Lanthanide-Based Nanoparticles Could Measure Temperatures Inside Tissue

Scientists think nanoscale thermometers could measure the temperature of micrometer-sized patches of tissue inside the body, helping doctors pinpoint nasty infections or even cancer. Now researchers report lanthanide-based nanoparticles that can report temperatures of their surroundings within 2 ºC, potentially centimeters deep into tissue (ACS Nano, DOI: 10.1021/nn304373q).

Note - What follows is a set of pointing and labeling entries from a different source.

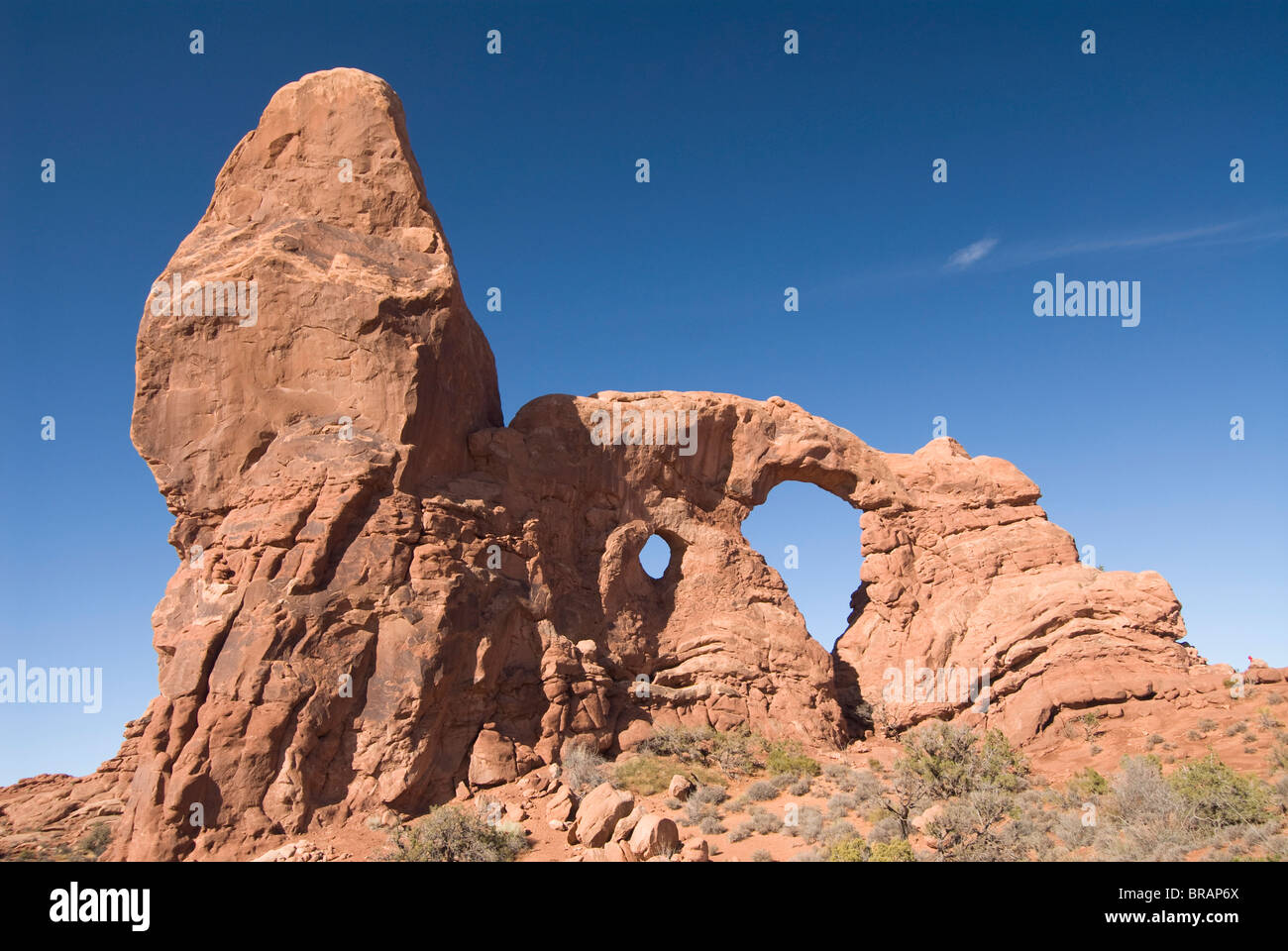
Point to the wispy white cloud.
(970, 254)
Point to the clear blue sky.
(768, 170)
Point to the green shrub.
(644, 775)
(1218, 793)
(581, 763)
(761, 792)
(786, 757)
(943, 755)
(764, 821)
(841, 804)
(897, 851)
(1279, 758)
(711, 825)
(802, 787)
(730, 750)
(1087, 784)
(850, 849)
(449, 834)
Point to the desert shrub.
(684, 742)
(764, 821)
(730, 752)
(1144, 818)
(1279, 758)
(807, 825)
(786, 757)
(733, 752)
(945, 758)
(761, 792)
(851, 848)
(885, 829)
(897, 851)
(583, 766)
(95, 839)
(866, 788)
(449, 834)
(841, 805)
(974, 827)
(1219, 795)
(645, 775)
(711, 825)
(1087, 784)
(838, 774)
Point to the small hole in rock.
(655, 557)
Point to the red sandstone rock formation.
(382, 593)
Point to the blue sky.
(768, 170)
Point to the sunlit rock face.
(384, 593)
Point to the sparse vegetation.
(786, 757)
(849, 849)
(583, 766)
(897, 851)
(450, 834)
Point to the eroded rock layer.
(382, 593)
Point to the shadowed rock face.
(384, 593)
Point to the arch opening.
(656, 557)
(811, 539)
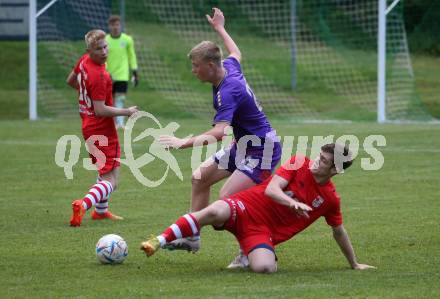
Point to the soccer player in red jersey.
(263, 216)
(94, 86)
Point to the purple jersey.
(236, 104)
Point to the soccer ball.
(111, 249)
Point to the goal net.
(306, 60)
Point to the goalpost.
(307, 60)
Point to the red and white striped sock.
(185, 226)
(102, 206)
(99, 192)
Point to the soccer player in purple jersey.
(255, 150)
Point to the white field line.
(382, 149)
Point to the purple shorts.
(257, 162)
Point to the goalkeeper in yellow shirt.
(120, 61)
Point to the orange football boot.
(78, 212)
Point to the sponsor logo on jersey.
(317, 201)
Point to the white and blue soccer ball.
(111, 249)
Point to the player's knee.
(197, 181)
(266, 268)
(223, 193)
(212, 213)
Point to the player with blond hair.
(255, 151)
(90, 78)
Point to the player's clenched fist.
(132, 110)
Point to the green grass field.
(392, 216)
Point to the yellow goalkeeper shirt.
(121, 57)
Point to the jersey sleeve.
(232, 64)
(334, 216)
(227, 106)
(76, 67)
(97, 87)
(132, 60)
(286, 170)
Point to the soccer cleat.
(78, 212)
(150, 246)
(189, 244)
(106, 215)
(241, 261)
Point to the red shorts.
(249, 234)
(109, 153)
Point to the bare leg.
(262, 260)
(237, 182)
(215, 214)
(112, 177)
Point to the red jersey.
(282, 222)
(95, 84)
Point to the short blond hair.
(207, 51)
(93, 36)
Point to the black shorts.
(120, 87)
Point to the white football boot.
(241, 261)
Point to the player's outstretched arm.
(102, 110)
(211, 136)
(341, 237)
(217, 22)
(71, 80)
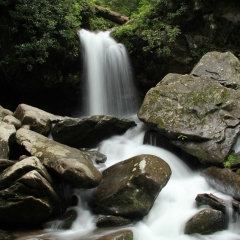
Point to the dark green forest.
(40, 54)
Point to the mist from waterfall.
(109, 83)
(176, 202)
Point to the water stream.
(176, 202)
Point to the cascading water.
(176, 202)
(109, 85)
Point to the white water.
(109, 84)
(176, 202)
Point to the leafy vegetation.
(154, 27)
(36, 33)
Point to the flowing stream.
(176, 202)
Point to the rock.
(112, 221)
(7, 137)
(212, 201)
(4, 112)
(119, 235)
(224, 67)
(39, 120)
(129, 188)
(206, 221)
(14, 172)
(12, 120)
(89, 131)
(68, 163)
(224, 180)
(27, 185)
(198, 114)
(64, 222)
(96, 156)
(4, 163)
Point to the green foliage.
(99, 23)
(39, 38)
(154, 27)
(231, 159)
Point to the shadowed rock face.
(68, 163)
(198, 114)
(224, 67)
(89, 131)
(206, 221)
(224, 180)
(7, 137)
(38, 120)
(129, 188)
(27, 195)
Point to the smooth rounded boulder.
(129, 188)
(68, 163)
(197, 114)
(206, 221)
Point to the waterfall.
(176, 202)
(109, 83)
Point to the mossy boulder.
(112, 221)
(129, 188)
(89, 131)
(7, 137)
(206, 221)
(27, 194)
(38, 120)
(224, 67)
(224, 180)
(197, 114)
(68, 163)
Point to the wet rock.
(96, 156)
(112, 221)
(4, 112)
(224, 67)
(27, 195)
(12, 120)
(4, 163)
(7, 137)
(68, 163)
(206, 221)
(38, 120)
(212, 201)
(11, 174)
(197, 114)
(129, 188)
(224, 180)
(64, 222)
(89, 131)
(119, 235)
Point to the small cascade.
(109, 84)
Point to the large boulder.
(224, 180)
(129, 188)
(27, 194)
(206, 221)
(197, 114)
(38, 120)
(224, 67)
(68, 163)
(87, 132)
(7, 137)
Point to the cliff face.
(203, 26)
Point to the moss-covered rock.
(198, 114)
(206, 221)
(129, 188)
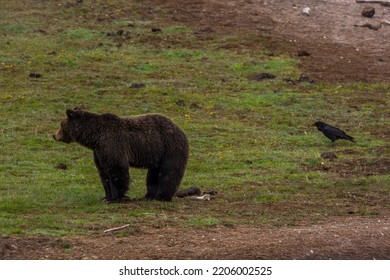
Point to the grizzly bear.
(150, 141)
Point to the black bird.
(333, 133)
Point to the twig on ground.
(116, 228)
(383, 3)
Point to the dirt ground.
(340, 238)
(339, 50)
(335, 50)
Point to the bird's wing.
(335, 131)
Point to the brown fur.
(150, 141)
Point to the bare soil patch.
(337, 238)
(336, 49)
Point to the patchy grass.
(251, 141)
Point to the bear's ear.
(72, 114)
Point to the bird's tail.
(350, 138)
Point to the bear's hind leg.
(152, 183)
(169, 181)
(119, 182)
(103, 177)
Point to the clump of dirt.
(356, 167)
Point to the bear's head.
(67, 128)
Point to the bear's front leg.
(104, 177)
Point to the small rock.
(328, 155)
(305, 79)
(306, 11)
(368, 12)
(62, 166)
(156, 29)
(210, 192)
(137, 85)
(180, 103)
(188, 192)
(35, 75)
(303, 53)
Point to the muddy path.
(339, 51)
(337, 238)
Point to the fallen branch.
(383, 3)
(203, 197)
(117, 228)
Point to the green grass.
(250, 140)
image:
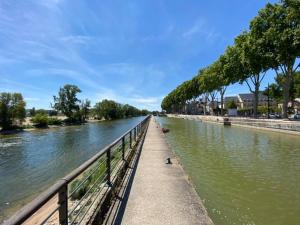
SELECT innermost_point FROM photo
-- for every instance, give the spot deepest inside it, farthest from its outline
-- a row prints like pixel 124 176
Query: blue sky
pixel 133 52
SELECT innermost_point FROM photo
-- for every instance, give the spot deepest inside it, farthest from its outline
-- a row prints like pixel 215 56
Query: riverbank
pixel 244 176
pixel 161 193
pixel 32 161
pixel 274 125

Tumors and infected tissue are hotter than surrounding tissue because these cells run at a higher metabolic rate, burning more energy at a given time. To detect these hot spots, scientists in the past several years have designed fluorescent nanoparticles that doctors could inject into patients. Like other fluorescent materials, when excited by one wavelength of light, these particles emit other wavelengths. But unlike most other fluorescent substances, these materials change the light they emit as their surrounding temperature varies. By analyzing the spectrum of the light coming from the nanoparticles, doctors could determine the tissue’s temperature.

To produce easy to read signals while sitting in tissue, these particles must absorb and emit infrared light, which can penetrate easily through tissue. Many previously reported nanothermometers could absorb infrared light but couldn’t emit it.

Daniel Jaque of Autonomous University of Madrid and his colleagues developed particles that could do both. They synthesized 35-nm-diameter particles with a lanthanum fluoride shell surrounding a core of neodymium-doped lanthanum fluoride. Previous work on neodymium-containing particles suggested that the lanthanide could emit photons in the infrared range.

To test the particles’ ability to measure temperatures, the researchers placed the nanomaterials in water and excited them with an infrared laser. The nanoparticles emitted photons at two infrared wavelengths. As the team heated the water, they found that the intensities and exact wavelengths of the emitted photons changed slightly. Based on these changes, the scientists could work out the water temperature to within 2 ºC.

To determine how well the particles could produce a detectable signal when covered by tissue, Jaque’s group placed the nanoparticles under a dye-containing agar gel that simulated the optical properties of human tissue. The neodymium particles could produce detectable signals under 2 mm of gel. But Jaque says that, with other imaging techniques, the team potentially could detect light emitted by the particles centimeters beneath tissue surfaces.

The team next plans to test the nanoparticles in mice to determine how deep the materials can report temperatures and if the materials are toxic.

Fiorenzo Vetrone, of the National Institute of Scientific Research, in Varennes, Quebec, is intrigued by the work and says that one key to these nanothermometers is that, unlike previous ones, the neodymium particles need to absorb only one photon to get excited, instead of two. As a result, these new particles require less intense light to report temperatures than the previous nanothermometers do, allowing them to sense temperature deeper in tissue.